Dr. Paul Offit doesn’t like getting threats. But the 62-year-old pediatrician at Children’s Hospital of Philadelphia says it goes with the territory when taking on powerful industries and interest groups whose beliefs are deeply rooted in emotion.
He’s ready for a tsunami of criticism with his latest foray into debunking popular wisdom – “Do You Believe in Magic?: The Sense and Nonsense of Alternative Medicine” in which he takes on the vitamin and herbal supplements industry, alternative medicine of all kinds, Congress and celebrity doctors who peddle their own products. It hits the shelves on Tuesday.
“Yes, I do get hate mail,” Offit admits.
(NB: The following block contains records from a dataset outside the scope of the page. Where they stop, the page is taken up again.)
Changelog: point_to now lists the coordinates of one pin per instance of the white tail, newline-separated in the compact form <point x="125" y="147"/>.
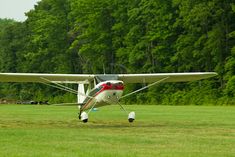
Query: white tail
<point x="80" y="96"/>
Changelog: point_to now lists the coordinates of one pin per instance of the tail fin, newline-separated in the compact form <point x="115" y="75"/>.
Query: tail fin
<point x="80" y="97"/>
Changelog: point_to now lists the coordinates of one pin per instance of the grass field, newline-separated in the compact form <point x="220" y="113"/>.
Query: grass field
<point x="165" y="131"/>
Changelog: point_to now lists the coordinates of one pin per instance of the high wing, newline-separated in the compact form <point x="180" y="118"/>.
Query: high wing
<point x="87" y="78"/>
<point x="170" y="77"/>
<point x="40" y="77"/>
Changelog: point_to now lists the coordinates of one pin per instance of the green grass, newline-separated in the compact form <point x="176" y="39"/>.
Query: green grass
<point x="195" y="131"/>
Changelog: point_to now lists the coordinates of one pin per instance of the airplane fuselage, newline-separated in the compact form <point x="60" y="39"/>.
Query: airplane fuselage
<point x="104" y="93"/>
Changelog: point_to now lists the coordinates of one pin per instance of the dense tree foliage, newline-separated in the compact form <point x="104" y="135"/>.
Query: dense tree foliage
<point x="135" y="36"/>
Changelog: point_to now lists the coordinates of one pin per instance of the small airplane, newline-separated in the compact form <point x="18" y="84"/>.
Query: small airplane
<point x="96" y="90"/>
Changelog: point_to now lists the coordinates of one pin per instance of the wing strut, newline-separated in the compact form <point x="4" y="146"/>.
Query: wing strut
<point x="152" y="84"/>
<point x="62" y="87"/>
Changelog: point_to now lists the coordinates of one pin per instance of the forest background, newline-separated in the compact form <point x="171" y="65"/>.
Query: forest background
<point x="124" y="36"/>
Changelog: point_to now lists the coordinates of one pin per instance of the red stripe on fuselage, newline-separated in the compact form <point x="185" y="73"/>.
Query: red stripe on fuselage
<point x="105" y="88"/>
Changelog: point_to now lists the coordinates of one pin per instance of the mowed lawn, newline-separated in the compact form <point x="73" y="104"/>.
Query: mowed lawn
<point x="165" y="131"/>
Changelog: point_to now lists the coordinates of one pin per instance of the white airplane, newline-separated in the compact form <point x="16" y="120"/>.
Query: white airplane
<point x="96" y="90"/>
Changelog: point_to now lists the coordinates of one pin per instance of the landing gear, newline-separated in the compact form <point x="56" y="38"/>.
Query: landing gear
<point x="84" y="117"/>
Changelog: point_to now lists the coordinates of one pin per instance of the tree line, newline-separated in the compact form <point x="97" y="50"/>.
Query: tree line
<point x="120" y="36"/>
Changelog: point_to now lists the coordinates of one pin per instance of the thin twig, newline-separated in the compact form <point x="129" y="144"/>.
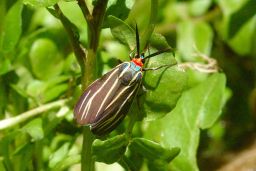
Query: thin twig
<point x="73" y="34"/>
<point x="7" y="123"/>
<point x="82" y="4"/>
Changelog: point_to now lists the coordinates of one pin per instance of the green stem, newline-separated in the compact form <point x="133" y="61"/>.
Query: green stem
<point x="94" y="23"/>
<point x="87" y="161"/>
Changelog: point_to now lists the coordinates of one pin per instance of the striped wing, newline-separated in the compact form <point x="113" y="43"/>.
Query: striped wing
<point x="106" y="101"/>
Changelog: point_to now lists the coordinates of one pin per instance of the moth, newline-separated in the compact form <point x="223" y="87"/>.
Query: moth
<point x="106" y="102"/>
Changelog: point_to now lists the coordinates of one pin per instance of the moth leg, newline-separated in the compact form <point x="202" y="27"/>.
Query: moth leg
<point x="167" y="66"/>
<point x="132" y="54"/>
<point x="119" y="61"/>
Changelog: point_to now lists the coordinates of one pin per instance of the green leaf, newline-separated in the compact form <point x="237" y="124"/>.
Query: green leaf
<point x="198" y="107"/>
<point x="59" y="155"/>
<point x="40" y="3"/>
<point x="193" y="37"/>
<point x="164" y="86"/>
<point x="158" y="165"/>
<point x="34" y="129"/>
<point x="152" y="150"/>
<point x="45" y="60"/>
<point x="5" y="64"/>
<point x="194" y="7"/>
<point x="68" y="162"/>
<point x="158" y="41"/>
<point x="110" y="150"/>
<point x="12" y="27"/>
<point x="240" y="17"/>
<point x="122" y="31"/>
<point x="20" y="91"/>
<point x="144" y="14"/>
<point x="116" y="8"/>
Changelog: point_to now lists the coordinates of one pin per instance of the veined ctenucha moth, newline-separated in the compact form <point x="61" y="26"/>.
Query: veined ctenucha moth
<point x="105" y="103"/>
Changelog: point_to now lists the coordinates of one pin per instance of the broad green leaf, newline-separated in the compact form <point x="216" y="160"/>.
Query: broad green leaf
<point x="152" y="150"/>
<point x="158" y="165"/>
<point x="45" y="91"/>
<point x="198" y="107"/>
<point x="194" y="37"/>
<point x="45" y="59"/>
<point x="240" y="17"/>
<point x="242" y="42"/>
<point x="110" y="150"/>
<point x="34" y="129"/>
<point x="164" y="86"/>
<point x="12" y="27"/>
<point x="40" y="3"/>
<point x="68" y="162"/>
<point x="239" y="33"/>
<point x="194" y="7"/>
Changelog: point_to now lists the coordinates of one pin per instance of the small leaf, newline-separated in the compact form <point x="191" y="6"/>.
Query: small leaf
<point x="34" y="129"/>
<point x="110" y="150"/>
<point x="12" y="27"/>
<point x="5" y="64"/>
<point x="122" y="31"/>
<point x="158" y="41"/>
<point x="59" y="155"/>
<point x="118" y="9"/>
<point x="194" y="37"/>
<point x="45" y="60"/>
<point x="144" y="14"/>
<point x="20" y="91"/>
<point x="152" y="150"/>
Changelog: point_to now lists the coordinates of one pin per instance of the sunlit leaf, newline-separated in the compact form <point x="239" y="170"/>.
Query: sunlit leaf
<point x="12" y="27"/>
<point x="34" y="129"/>
<point x="198" y="107"/>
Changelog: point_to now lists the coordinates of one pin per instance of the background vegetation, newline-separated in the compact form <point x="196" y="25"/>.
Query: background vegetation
<point x="197" y="115"/>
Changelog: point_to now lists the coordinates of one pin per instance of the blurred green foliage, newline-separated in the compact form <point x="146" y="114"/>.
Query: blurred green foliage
<point x="190" y="116"/>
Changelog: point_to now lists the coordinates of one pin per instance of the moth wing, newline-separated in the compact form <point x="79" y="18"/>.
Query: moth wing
<point x="96" y="97"/>
<point x="115" y="111"/>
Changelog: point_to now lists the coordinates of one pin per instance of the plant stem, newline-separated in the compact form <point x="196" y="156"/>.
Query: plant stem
<point x="94" y="22"/>
<point x="87" y="161"/>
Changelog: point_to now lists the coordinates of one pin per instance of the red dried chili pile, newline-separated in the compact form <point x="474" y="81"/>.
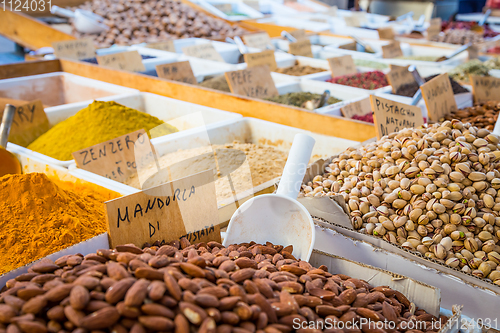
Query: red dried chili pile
<point x="369" y="80"/>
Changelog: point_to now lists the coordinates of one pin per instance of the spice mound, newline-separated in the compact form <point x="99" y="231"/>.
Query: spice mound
<point x="433" y="190"/>
<point x="203" y="287"/>
<point x="97" y="123"/>
<point x="299" y="70"/>
<point x="410" y="89"/>
<point x="369" y="80"/>
<point x="301" y="99"/>
<point x="39" y="217"/>
<point x="249" y="165"/>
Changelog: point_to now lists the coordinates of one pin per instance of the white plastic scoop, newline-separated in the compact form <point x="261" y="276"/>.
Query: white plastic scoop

He makes the case that the vitamin industry in particular has successfully lobbied to keep itself unregulated while selling billions of pills to an eager and gullible public. “People think of dietary supplements as natural, benign and helpful,” Offit told NBC News. “People don’t think of them as drugs.”
Yet studies have shown that not only do vitamin supplements fail to lower cancer risk, but they can actually cause cancer – most notably the 1994 Finnish study that found smokers who took beta carotene – which the body converts to vitamin A – actually had a higher risk of lung cancer than men who didn’t take the supplements. Alternative therapies of all kinds are often not only of no benefit whatsoever — they can be harmful, he notes.